Henderson director accuses Save of being alarmist
The developer behind John McAslan’s plans to redevelop Smithfield General Market has accused Save Britain’s Heritage of trying to discredit its scheme.
It claimed the conservation charity, which commissioned Burrell Foley Fischer to come up with an alternative plan, had misrepresented McAslan’s proposals.
Save released its counter-proposal last week for the central London site, the western-most part of the 300m “procession” of market buildings.
Geoff Harris, director of property development at Henderson Global Investors which hired McAslan, accused Save of being alarmist in suggesting the whole market was threatened by its scheme.
Asked how tall the three new buildings would be, he would only say they would be up to five storeys and that the highest point would be less than a metre above the poultry market.
“I am baffled and saddened by the approach taken by Save to our proposals,” he said.

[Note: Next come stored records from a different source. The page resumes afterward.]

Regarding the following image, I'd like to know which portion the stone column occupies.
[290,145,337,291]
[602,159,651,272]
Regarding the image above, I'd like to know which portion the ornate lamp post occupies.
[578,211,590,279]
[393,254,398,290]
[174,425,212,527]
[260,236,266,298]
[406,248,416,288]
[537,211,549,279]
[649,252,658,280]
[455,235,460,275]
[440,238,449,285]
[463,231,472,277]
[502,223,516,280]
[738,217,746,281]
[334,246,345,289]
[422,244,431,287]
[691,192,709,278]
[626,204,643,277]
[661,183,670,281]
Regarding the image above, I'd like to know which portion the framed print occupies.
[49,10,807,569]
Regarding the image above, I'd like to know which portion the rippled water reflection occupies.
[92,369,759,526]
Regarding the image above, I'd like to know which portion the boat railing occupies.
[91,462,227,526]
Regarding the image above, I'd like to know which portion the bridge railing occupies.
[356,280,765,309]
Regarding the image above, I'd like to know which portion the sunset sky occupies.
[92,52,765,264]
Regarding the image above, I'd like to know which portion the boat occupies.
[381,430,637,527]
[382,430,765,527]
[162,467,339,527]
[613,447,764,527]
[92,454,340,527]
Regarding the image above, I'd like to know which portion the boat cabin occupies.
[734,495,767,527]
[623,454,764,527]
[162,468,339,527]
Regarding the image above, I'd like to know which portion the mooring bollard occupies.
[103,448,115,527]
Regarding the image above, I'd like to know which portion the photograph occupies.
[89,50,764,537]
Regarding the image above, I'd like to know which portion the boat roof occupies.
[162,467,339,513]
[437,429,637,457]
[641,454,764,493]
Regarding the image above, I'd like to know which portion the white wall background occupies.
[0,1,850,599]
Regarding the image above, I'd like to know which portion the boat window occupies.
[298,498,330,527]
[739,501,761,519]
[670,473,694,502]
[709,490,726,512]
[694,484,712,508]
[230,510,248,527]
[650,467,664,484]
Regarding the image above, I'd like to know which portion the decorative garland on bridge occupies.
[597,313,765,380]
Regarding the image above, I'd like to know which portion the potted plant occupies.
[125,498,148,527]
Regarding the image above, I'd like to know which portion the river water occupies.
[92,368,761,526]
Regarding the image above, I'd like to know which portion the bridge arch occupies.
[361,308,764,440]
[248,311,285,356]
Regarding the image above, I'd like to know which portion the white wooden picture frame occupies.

“It seems the facts about our proposals are being misrepresented. We have adopted a balanced and pragmatic attitude to finding a solution to these buildings and it would seem Save are not willing to consider our proposals with the same degree of pragmatism.”
He said their scheme was the only viable way of retaining much of the Victorian fabric.
But Save president Marcus Binney insisted its figures stood up. He called on Henderson to honour its commitment to maintain the derelict buildings and added: “So far the public has only been allowed a brief glimpse of the proposals… Nowhere was it clear how much of the original fabric would be retained.”